中国製自転車製造における孤軍奮闘記録−47−『当たり前』の難しさ

私も今年62才。中国指導における問題で多くの悩みがありました。
それは物づくりの考え方。若い人はマニュアルの充実に力を入れます。
私はこれを否定する考えは全くありません。
問題はマニュアルに重点をおきすぎる点です。私は精神面に重点をおきます。この差は非常に大きくお互い近寄ることは出来ませんでした。
マニュアルが完備していれば誰が中国へ指導に行っても、検査に行っても当たり前のものが出来ると考えています。
これ本当でしょうか、本当のはずがないのです。今なお多くの問題がほとんど解決していないはずです。これ断言します。
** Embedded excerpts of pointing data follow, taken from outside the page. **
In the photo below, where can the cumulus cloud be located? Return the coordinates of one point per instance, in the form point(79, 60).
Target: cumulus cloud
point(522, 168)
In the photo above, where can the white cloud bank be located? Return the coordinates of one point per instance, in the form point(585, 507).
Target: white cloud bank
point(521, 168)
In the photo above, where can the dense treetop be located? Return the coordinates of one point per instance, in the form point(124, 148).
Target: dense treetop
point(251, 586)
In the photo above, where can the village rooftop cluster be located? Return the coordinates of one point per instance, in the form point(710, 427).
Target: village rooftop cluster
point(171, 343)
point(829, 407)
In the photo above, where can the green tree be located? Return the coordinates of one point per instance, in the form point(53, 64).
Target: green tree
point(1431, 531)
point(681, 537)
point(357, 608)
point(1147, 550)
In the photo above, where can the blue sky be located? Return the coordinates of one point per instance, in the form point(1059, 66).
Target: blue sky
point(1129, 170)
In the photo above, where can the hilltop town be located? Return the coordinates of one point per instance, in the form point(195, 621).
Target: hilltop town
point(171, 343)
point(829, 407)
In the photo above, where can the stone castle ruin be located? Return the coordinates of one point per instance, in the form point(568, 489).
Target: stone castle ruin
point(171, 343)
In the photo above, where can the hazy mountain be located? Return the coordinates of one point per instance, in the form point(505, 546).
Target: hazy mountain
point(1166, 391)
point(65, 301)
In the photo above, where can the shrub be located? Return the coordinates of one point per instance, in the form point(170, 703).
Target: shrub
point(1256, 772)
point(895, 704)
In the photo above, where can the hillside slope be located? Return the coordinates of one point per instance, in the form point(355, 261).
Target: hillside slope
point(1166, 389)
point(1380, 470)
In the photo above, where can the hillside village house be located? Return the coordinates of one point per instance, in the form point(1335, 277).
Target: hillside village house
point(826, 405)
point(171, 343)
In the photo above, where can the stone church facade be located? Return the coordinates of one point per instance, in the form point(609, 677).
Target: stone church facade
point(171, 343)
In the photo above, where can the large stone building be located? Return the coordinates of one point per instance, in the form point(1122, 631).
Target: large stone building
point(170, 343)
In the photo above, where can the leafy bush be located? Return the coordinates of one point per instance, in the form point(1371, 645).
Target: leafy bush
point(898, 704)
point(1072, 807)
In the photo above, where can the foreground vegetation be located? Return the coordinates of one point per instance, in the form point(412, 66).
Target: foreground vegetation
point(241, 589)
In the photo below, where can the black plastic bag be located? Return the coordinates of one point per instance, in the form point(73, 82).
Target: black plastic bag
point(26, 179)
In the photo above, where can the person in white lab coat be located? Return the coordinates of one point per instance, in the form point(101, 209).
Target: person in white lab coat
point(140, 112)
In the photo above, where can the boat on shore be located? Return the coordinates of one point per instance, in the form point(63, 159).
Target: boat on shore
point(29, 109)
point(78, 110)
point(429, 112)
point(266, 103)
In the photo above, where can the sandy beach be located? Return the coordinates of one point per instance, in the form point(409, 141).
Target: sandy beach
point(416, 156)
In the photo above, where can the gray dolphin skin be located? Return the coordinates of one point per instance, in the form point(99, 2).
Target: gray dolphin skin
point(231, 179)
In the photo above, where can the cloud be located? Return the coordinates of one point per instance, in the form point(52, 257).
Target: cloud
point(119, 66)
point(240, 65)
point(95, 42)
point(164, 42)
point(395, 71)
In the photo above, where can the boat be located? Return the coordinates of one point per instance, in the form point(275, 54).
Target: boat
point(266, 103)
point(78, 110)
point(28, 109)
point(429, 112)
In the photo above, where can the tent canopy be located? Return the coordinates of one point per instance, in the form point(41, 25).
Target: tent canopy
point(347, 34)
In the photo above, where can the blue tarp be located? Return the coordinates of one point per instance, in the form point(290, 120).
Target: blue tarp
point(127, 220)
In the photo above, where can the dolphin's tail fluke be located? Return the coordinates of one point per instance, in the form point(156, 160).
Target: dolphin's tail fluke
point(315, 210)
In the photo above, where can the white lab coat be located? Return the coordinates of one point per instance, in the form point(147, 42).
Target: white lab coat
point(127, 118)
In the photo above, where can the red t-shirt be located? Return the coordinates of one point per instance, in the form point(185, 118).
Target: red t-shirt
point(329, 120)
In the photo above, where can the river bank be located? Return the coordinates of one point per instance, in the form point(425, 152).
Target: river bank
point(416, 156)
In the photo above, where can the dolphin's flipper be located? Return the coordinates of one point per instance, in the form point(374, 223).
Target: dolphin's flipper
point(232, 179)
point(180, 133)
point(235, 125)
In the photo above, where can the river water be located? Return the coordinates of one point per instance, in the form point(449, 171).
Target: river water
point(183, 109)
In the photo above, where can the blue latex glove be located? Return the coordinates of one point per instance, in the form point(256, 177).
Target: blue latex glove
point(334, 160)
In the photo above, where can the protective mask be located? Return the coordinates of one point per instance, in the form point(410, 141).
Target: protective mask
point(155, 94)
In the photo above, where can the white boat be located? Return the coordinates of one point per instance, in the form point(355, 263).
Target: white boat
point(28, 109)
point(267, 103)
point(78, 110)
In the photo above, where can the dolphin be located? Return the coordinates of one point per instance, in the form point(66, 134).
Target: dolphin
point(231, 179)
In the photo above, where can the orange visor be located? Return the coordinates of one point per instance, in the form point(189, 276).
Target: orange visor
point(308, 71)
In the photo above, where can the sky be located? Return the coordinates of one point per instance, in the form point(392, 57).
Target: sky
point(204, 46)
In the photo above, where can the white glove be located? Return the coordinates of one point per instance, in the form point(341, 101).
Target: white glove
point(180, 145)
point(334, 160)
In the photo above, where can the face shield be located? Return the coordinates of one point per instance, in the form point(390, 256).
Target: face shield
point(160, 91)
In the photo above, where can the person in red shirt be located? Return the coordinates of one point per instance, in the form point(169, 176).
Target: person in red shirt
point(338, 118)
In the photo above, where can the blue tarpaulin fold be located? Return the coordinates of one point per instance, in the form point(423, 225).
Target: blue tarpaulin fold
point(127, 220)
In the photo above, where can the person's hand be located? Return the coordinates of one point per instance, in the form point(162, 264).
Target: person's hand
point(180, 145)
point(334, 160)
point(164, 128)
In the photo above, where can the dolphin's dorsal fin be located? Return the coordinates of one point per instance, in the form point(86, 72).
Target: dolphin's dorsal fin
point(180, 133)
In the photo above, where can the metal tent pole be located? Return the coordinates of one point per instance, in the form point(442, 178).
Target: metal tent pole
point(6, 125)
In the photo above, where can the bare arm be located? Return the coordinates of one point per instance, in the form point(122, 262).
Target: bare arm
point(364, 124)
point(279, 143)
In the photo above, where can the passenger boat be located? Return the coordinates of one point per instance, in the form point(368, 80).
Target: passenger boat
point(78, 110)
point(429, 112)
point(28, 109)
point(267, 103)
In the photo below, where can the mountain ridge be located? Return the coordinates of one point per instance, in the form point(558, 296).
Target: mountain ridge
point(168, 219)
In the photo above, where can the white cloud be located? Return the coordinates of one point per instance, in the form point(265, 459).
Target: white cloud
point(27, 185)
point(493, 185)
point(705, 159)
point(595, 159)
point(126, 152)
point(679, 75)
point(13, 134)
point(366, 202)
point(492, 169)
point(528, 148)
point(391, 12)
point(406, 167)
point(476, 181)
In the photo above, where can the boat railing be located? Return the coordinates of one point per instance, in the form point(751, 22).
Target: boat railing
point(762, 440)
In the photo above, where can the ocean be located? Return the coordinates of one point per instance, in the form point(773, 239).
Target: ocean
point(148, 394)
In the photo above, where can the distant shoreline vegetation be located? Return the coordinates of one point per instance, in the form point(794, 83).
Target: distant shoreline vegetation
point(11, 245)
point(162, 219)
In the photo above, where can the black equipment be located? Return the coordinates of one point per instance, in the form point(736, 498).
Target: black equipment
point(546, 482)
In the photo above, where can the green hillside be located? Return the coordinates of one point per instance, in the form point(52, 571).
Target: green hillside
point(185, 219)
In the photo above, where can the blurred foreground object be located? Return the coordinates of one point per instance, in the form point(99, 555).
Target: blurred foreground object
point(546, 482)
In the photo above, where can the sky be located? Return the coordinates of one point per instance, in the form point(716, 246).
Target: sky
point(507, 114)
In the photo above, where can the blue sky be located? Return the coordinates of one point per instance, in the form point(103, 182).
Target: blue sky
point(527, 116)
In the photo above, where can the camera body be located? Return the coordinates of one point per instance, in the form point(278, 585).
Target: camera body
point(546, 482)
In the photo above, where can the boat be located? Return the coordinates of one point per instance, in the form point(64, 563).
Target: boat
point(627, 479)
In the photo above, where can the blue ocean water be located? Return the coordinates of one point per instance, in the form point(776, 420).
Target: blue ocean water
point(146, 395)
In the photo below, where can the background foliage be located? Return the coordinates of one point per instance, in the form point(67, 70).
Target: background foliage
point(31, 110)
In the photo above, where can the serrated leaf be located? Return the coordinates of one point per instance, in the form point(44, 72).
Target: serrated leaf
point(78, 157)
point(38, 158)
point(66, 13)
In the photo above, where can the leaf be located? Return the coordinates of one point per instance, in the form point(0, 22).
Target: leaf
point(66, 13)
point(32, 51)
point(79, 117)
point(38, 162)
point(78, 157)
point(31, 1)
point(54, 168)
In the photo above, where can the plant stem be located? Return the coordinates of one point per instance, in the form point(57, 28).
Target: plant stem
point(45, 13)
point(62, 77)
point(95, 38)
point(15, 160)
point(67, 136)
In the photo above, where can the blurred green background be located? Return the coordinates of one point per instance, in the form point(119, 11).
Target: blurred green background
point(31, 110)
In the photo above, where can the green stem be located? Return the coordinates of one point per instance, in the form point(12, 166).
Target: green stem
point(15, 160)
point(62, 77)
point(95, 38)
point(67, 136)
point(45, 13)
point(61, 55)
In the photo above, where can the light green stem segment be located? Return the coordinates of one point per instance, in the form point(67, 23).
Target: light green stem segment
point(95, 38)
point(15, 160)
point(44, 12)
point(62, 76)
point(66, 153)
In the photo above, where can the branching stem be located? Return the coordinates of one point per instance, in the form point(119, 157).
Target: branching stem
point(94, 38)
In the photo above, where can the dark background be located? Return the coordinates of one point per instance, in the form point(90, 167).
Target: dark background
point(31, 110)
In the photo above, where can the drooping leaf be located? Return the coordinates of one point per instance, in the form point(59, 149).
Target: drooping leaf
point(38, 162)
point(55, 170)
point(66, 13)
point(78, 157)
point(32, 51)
これはなぜですか!
つまり若い人たちには経験も当然乏しく、そして指導力もありませんから、このマニュアルに頼ることになります。
しかし中国の生産実情は全く違うと考えていますから、いつまでたっても問題は収束しないはずです。
自転車は見たところ簡単ですが、非常に経験を必要とします。日本市場で販売するに当たっては経験を必要とするのです。
かといって必要以上な要求を生産側にすることは許されないことです。何をしっかりと守るかが重要になってきます。
ここに『当たり前』の品質確保の難しさがあるのです。日本人の『当たり前』と中国人の『当たり前』、同じでしょうか。
これマニュアルでは表現できません。良い悪いではなしに、生活風習が違う中で、どのようにしたら日本の『当たり前が』
確保出来るでしょうか。やはり常に精神面での教育が欠かせないことになるのでは。
これが出来なければ、常に日本人が生産現場に張り付いていることになります。ですから日本人が張り付かなければならないのです。
まずは理屈ではなしに、中国へ行ってください、そして最良の方法を考えるべきです。
理屈で考えている以上、これから先、自社の自転車品質は確保できないはずです。
自転車に限らず、中国の中小の企業は皆、品質で苦しんでいます。これには中国企業側にも解決できない、
解決しにくい多くの要素が含まれていることを、中国経営者側も知っている事です。
こうしたこと、ももっともっと日本側勉強すべきです。
これをせずに『なぜ!』『なぜ?』では一向に日本企業進歩しませんし、儲からないはずです。
まずは日本企業、若い人に自転車を勉強させ、中国を経験させることです。ある意味もう手遅れかも。
日本側に教えられる人がいないかも、これに気づく人もいないのでは。
自転車業界どんどん泥沼にはまる前に、もっともっと頭を使う必要があるのでは。